Implementing this pilot GBV program using a six-step process as recommended by the WHO [29] has important strengths. Local stakeholders were involved in the process from the beginning. The design and content of the pilot program was based on formative research in communities where the services were to be instituted and built on successful models for training health workers in GBV that have been used elsewhere [33, 36]. Training of the entire staff of the health facility was important, especially for a resource-constrained setting where patients often rely on nonclinician staff for advice and assistance. Although clinicians conducted the GBV screening, nonclinicians were involved in giving information and support. The involvement of the whole clinic may also increase provider commitment and sustainability of the program [56].

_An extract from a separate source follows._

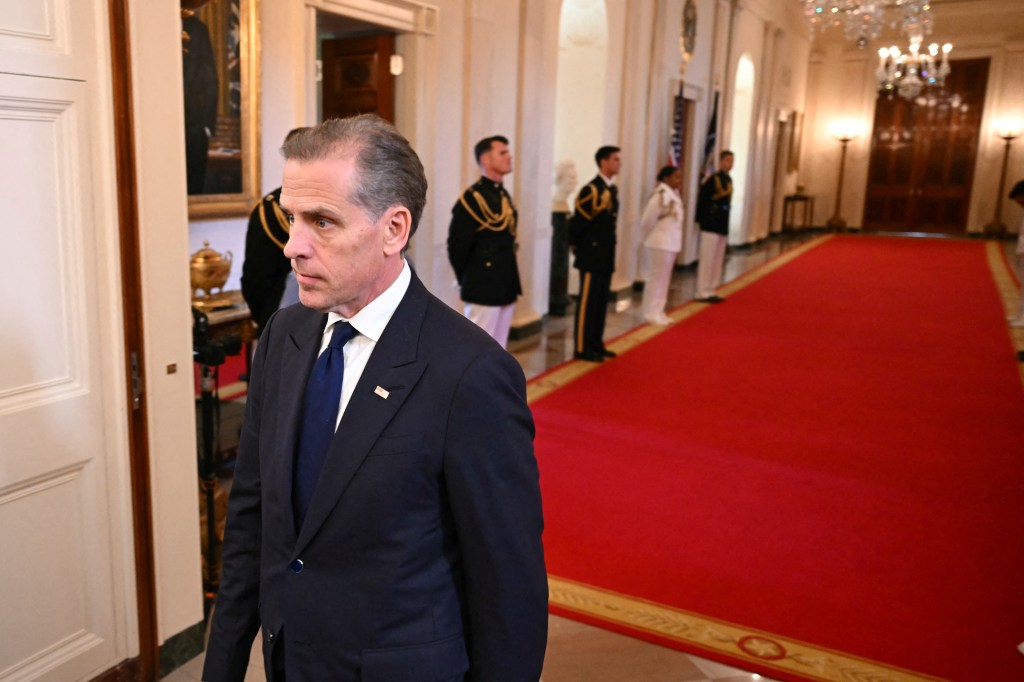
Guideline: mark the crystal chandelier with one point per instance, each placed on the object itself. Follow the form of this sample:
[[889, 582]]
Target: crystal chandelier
[[907, 74], [863, 20]]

However, it should be noted that the pilot was conducted in only one community/clinic, and some special features of this setting may make the strategy less generalizable. Although we built in program evaluation, using anonymous risk assessment form data, focus groups, and in-depth interviews, we were not able to collect data directly from ANC clients on their experiences with the screening and the GBV program. Although we have clinic data on screening and referrals and a wealth of stories from the research participants on the outcome of the GBV cases identified, we were not able to follow women or collect any quantitative data on the outcomes of GBV referrals. Some of these limitations were due to resource constraints, while others had to do with the highly sensitive nature of this topic and the need to avoid putting women at any additional risk due to research procedures [41]. In addition, we did not collect representative quantitative data on the community response to the intervention. Future studies should use ethical and sensitive methods to determine the effects of such GBV screening and referral programs on both community attitudes and outcomes for women. Future research can be guided by the cluster randomized trial design that is currently being used to evaluate community response to SASA! Program for preventing violence against women and HIV infection in Uganda [57]. Although the program was clearly of low-cost, as it used existing staff and infrastructure as well as volunteer work, we did not collect specific cost data nor conduct cost or cost-effective analyses.

5. Conclusions

We integrated a GBV program into a rural antenatal clinic that also provides HIV testing and PMTCT services with the participation of the community and primary healthcare workers. This program was found to be acceptable and feasible and has potential to contribute to primary and secondary prevention of GBV. This model may be applicable to address GBV in the multitude of rural communities in Kenya and elsewhere in sub-Saharan Africa, where the majority of the African population live [58]. If this strategy can be scaled up to other primary healthcare clinics, it has potential to impact on the intersecting epidemics of GBV and HIV.

Acknowledgments

The authors thank the Kenyan women and men who participated in the study and shared their experiences with the authors, with special thanks to the community, the Ogwedhi Health Center staff, and the Community Referral Persons. The authors acknowledge the important logistical support of the KEMRI-UCSF Collaborative Group and especially Family AIDS Care and Education Services (FACES). They gratefully acknowledge the Director of KEMRI, the Director of KEMRI’s Centre for Microbiology, and the Nyanza Provincial Ministries of Health for their support in conducting this research. They also thank Katie Schwartz, Nancy Omondi, Alphonce Omondi, Charles Odoyo, Anna Leddy, and Jose Medema-Winjveen for their important contributions to this research. This research was supported by a grant from the National Institutes of Health, University of California San Francisco-Gladstone Institute of Virology & Immunology Center for AIDS Research, P30 AI27763, and the University of California, Berkeley Fogarty International AIDS Training Program (AITRP). J. M. Turan’s time on the project described was supported by grant no. K01MH081777 from the US National Institute of Mental Health. The content is solely the responsibility of the authors and does not necessarily represent the official views of the National Institute of Mental Health or the National Institutes of Health.